ABG Shipyard Ltd, India’s largest private listed shipbuilder, received its last order in June, worth Rs585 crore. Rival Bharati Shipyard Ltd, which has orders worth Rs4,800 crore, is mostly executing old ones.
“In terms of financials, they are not going to be impacted as they already have booked orders till 2010-11,” said Anand Sharma, a Mumbai-based independent shipping consultant. “So, if in 2009 there are no fresh orders, it will give them an indication that worse is around (the corner). In such a situation, 2010 calendar year could be bad financially.”
State-run Shipping Corp. of India has postponed its Rs5,000 crore expansion plans by at least six months while Essar Shipping Ports and Logistics Ltd recently cancelled orders for three vessels.
Executing orders: ABG Shipyard’s facility in Surat, Gujarat. India’s largest private listed shipbuilder received its last order in June. Ashesh Shah / Mint
Shipping firms overseas are also going slow on expansion, making it tougher for shipyards to survive, analysts said.
Industry estimates show around 30% of the orders for dry bulk carrier ships globally could be cancelled because of lack of finance and a drop in charter rates since September.
Baltic Dry Index, the barometer of global trade demand, slumped 92% in 2008, on a global financial crisis, falling commodity prices and slowing economic growth, closing the year at 774 points, a level last seen in 1987. Trade volumes of iron ore, coal, grains, fertilizers, cement and oil—drivers of freight boom—are also shrinking on fears of recession and access to export finance.
“All they (Indian shipyards) need to ensure now is that their orders do not get cancelled. If fresh orders are not coming in, it is still okay,” said an analyst with a foreign brokerage who didn’t want to be identified.
However, shipbuilders in India are hopeful they can face the challenge.
“We are on a sound footing. We have not faced any cancellations yet. We are more focused on executing our orders,” Dhananjay Datar, chief operating officer, ABG Shipyard, said in a telephone interview.

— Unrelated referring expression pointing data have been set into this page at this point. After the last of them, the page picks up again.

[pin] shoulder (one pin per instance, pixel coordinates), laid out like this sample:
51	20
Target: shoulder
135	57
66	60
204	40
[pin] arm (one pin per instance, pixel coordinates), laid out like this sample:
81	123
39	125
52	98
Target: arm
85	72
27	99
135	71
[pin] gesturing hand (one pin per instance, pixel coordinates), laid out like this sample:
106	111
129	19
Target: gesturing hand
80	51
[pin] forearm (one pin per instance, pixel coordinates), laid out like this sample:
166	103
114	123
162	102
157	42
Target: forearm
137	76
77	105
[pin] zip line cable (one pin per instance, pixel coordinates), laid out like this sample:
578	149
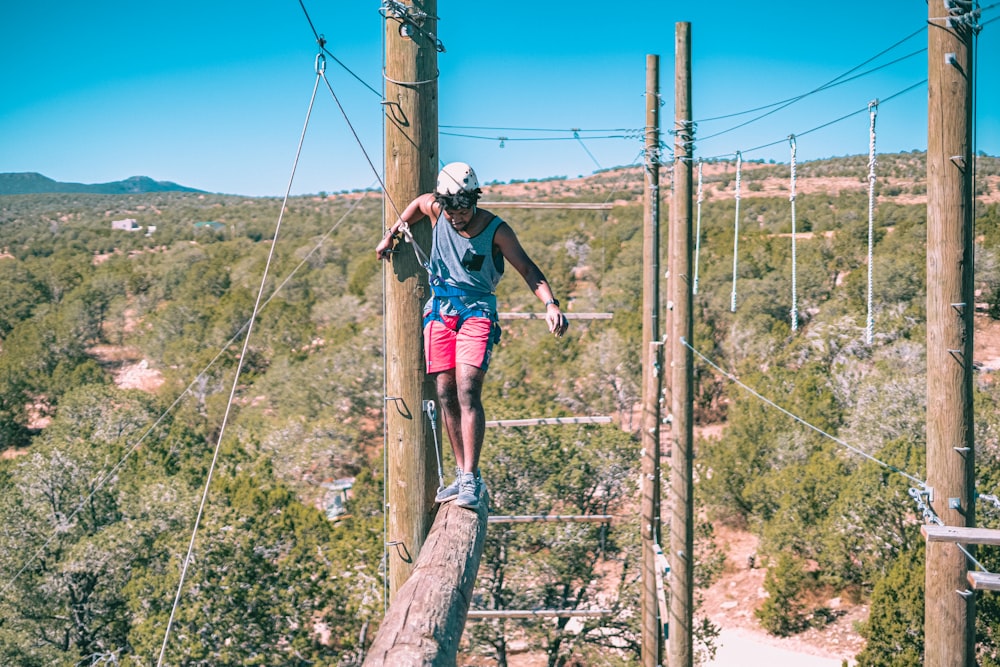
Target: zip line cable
321	41
735	380
829	84
505	139
825	125
833	82
320	68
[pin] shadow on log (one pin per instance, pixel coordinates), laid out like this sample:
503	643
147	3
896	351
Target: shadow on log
425	621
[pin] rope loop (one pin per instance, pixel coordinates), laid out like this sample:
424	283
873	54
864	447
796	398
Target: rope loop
870	320
411	21
697	233
794	312
736	229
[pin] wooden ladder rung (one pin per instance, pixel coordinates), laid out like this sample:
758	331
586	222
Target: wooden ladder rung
960	534
984	581
549	421
579	205
475	614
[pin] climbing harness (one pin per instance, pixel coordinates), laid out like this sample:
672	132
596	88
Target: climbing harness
441	290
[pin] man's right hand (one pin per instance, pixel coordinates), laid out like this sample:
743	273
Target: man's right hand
384	248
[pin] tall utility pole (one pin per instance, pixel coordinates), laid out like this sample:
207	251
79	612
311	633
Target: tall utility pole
949	616
411	159
681	429
649	487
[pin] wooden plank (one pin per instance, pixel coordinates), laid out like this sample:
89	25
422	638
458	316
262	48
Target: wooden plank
584	206
480	614
548	421
545	518
960	534
425	621
984	581
568	316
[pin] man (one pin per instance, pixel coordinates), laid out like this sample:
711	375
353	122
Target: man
466	263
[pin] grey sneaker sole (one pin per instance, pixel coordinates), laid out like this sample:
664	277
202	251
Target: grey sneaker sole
467	504
446	495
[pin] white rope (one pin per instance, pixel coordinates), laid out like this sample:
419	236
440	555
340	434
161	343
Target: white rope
736	227
791	198
697	233
872	112
320	67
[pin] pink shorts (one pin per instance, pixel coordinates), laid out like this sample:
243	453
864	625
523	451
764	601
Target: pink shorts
471	344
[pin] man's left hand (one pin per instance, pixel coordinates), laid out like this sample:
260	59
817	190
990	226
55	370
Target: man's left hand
557	321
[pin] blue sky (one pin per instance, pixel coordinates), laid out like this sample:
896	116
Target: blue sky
213	95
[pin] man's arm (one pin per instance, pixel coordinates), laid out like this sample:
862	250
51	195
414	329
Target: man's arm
415	211
506	240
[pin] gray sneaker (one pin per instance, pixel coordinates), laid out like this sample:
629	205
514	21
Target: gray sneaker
449	492
468	490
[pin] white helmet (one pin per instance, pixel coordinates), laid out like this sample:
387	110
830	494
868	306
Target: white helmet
456	178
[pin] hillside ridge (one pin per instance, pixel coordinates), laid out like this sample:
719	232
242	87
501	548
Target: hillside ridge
30	183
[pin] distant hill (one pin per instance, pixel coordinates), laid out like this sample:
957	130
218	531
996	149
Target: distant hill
30	183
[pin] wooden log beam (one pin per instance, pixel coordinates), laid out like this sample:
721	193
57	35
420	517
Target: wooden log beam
960	534
481	614
424	623
554	518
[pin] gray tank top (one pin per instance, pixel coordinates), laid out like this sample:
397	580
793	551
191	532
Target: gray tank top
465	267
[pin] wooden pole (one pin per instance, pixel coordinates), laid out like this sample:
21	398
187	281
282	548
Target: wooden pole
949	616
411	160
649	487
681	559
426	619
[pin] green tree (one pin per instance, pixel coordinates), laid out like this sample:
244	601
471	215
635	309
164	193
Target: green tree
895	626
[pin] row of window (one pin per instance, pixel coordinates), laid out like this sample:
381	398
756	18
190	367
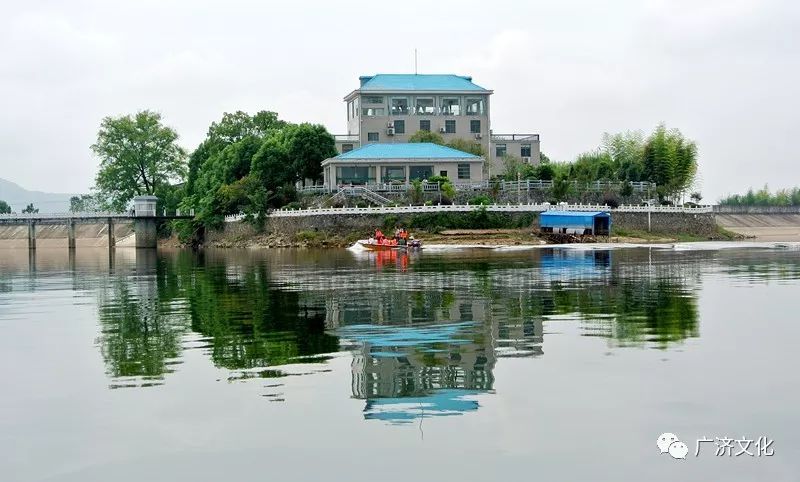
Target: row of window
500	150
425	125
417	106
366	174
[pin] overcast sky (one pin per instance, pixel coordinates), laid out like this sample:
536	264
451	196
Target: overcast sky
726	72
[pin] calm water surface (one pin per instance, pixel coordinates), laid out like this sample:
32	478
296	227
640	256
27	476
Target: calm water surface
546	364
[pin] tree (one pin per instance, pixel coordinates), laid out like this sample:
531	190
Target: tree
138	155
427	136
82	203
670	161
307	145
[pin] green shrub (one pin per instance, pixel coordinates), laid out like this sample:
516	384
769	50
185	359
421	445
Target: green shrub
307	236
481	199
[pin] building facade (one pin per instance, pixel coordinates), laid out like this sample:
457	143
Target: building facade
390	108
401	163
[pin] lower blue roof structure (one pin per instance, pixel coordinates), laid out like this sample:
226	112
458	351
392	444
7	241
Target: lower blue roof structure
571	219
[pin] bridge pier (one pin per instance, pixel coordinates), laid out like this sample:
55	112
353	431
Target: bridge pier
145	232
144	221
31	235
112	241
71	234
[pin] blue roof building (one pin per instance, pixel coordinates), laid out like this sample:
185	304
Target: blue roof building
401	163
390	108
575	222
418	83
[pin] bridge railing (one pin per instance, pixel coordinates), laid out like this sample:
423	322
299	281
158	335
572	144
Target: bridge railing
472	207
63	215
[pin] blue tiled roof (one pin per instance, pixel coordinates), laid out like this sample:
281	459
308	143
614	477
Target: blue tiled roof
401	82
402	150
570	219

“Everything now depends on how the global financial markets pan out. If it brings any new surprises, I don’t know,” Datar said, adding the company expects to grow at around 30% in FY10.
In the year ended March, ABG’s net profit grew 38% to Rs160 crore on net sales of Rs970 crore.
Bharati Shipyard, which clocked 47% growth in profit last year, expects to maintain a 35-40% growth rate, a senior official of the company said on condition of anonymity.
The company earns 70% of its revenue from offshore supply vessels, which has not seen a slowdown yet, analysts said.
Shares in ABG have lost nearly half its value in 2008, underperforming the CNX Midcap index’s 28% fall. Bharati Shipyard tanked 80% in the period.
“There is a concern, of course. But the impact is not significant. Whoever has the requirement will have to place orders. Negotiations are going on. Fresh orders will be there,” the Bharati Shipyard official said.